The military has begun modifying its fleet of domestically made Ching Chiang-class patrol boats by equipping them with Hsiung Feng III (HF-3) ramjet-powered supersonic anti-ship missiles to counter large surface ships in the Taiwan Strait.
Developed by China Shipbuilding Corp — now known as CSBC Corp, Taiwan — in the 1990s, a total of 11 of the 500 tonne coastal patrol vessels entered service with the navy in 1999 and 2000. The ships were initially equipped with four HF-1 surface-to-surface missiles, one 40mm anti-aircraft gun and one 20mm gun.
In May last year, the Ministry of National Defense unveiled plans to outfit the navy’s eight Cheng Kung-class frigates and a number of Ching Chiang-class vessels with the HF-3, Taiwan’s “aircraft carrier killer” cruise missile developed by the Chungshan Institute of Science and Technology.
Photo: Chang Chung-yi, Taipei Times
Reports yesterday said modification work had begun on seven of the patrol boats, each of which is to be equipped with four HF-3 launchers, and that five Cheng Kung-class frigates had been outfitted with the missile so far as part of a NT$12 billion (US$406 million) program to arm the navy with 120 HF-3s.

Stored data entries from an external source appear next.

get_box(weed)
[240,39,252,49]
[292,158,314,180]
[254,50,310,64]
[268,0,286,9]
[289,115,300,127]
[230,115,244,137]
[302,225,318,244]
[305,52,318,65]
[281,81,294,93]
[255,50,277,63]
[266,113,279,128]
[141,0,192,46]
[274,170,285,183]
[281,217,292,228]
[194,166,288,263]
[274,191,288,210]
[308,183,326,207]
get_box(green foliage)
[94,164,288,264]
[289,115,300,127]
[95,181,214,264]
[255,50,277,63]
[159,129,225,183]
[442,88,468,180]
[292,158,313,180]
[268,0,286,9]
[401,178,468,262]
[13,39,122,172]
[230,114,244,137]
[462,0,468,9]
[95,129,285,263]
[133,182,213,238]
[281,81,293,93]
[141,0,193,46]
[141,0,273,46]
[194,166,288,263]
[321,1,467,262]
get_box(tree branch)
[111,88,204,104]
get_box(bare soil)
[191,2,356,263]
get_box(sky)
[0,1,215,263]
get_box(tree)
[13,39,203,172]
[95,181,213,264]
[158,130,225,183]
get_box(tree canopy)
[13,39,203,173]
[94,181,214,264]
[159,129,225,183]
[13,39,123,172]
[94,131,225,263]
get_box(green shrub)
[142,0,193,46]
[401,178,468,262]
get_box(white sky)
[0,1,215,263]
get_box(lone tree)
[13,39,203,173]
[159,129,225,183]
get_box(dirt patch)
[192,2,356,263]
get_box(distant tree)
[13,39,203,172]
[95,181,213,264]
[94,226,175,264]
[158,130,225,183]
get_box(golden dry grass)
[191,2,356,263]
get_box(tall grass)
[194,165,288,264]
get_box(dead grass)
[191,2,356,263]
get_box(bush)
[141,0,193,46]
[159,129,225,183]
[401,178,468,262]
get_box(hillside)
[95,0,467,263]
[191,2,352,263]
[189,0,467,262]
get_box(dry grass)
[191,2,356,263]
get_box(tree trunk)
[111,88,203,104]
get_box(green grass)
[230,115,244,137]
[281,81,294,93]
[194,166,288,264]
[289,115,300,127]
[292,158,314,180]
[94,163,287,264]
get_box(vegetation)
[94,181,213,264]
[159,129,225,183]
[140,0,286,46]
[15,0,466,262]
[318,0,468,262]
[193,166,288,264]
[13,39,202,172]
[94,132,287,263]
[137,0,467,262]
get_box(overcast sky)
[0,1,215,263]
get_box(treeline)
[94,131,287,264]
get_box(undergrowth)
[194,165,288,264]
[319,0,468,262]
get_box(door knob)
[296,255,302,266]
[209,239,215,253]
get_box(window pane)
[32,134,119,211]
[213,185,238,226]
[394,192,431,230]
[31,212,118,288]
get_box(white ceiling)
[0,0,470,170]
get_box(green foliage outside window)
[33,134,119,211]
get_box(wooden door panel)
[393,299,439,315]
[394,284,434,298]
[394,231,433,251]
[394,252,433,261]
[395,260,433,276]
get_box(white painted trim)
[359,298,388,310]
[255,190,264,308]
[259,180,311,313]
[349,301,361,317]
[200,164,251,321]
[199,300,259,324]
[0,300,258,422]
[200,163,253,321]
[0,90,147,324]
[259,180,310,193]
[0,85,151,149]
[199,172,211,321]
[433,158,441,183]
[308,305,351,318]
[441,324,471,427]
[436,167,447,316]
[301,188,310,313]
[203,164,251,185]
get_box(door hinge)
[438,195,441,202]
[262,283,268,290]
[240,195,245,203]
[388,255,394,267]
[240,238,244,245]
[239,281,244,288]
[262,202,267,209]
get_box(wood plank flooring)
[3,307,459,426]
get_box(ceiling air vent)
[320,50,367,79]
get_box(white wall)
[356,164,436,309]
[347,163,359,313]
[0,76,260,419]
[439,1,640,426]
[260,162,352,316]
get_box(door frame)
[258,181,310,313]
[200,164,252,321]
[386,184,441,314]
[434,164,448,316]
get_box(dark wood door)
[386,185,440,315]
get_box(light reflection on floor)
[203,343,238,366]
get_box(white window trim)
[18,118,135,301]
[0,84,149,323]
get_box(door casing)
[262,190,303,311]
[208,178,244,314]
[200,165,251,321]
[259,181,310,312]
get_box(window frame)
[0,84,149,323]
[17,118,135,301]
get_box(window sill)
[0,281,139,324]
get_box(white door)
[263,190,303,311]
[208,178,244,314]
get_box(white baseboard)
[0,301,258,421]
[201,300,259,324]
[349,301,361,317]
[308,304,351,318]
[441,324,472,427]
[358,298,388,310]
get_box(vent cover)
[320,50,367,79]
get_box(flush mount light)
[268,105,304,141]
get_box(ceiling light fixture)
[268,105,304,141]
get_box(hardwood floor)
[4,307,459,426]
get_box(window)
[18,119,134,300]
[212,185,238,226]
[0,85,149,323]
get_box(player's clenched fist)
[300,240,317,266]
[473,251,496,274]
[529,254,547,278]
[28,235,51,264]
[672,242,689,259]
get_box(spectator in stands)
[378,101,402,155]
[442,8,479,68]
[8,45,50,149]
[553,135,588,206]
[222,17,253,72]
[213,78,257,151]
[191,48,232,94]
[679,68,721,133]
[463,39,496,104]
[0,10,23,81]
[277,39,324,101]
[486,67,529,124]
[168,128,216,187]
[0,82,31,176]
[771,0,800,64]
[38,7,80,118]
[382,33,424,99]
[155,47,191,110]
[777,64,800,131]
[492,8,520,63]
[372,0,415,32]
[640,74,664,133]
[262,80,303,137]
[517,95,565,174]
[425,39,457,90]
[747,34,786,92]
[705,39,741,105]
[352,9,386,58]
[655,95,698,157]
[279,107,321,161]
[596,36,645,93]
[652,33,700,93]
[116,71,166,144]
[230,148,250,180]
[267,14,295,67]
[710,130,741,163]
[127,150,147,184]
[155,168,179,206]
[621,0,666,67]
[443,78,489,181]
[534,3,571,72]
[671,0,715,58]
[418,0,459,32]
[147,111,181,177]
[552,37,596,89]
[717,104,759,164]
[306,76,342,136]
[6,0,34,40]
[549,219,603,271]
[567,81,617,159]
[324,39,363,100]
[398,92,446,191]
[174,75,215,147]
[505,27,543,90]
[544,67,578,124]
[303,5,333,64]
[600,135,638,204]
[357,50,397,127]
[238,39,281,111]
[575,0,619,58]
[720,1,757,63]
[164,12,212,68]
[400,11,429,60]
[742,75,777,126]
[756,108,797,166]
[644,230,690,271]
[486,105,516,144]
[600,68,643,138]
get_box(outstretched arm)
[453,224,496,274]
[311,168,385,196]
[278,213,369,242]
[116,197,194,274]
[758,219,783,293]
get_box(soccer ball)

A new 500 tonne radar-evasive fast attack corvette, currently at development stage under a project codenamed “Hsun Hai,” or “Swift Sea,” is also expected to be outfitted with eight HF-3s and HF-2s.
Light missile boats like the Ching Chiang, Hsun Hai and the 170 tonne Kuang Hua VI-class vessels launched in recent years are part of ongoing efforts to create an asymmetrical capability to counter China’s increasingly powerful navy. Relatively slow destroyers and frigates with heavy displacement, including aircraft carriers, are seen as particularly vulnerable to asymmetrical strategies.
Although ministry sources have confirmed plans to deploy land-based HF-3s on the west and east coasts of Taiwan, the ministry denied reports last month that an extended range variant of the missile, currently at 300km, was under development.
A longer-range HF-3 would allow Taiwan to deploy the missiles on the eastern coast and aim them at the Taiwan Strait while using mountainous geography, such as that found in Hualien, as cover from missile attacks by China, thus limiting exposure of the launchers.
The HF-3 entered production in 2010. At least 250 are believed to be in service.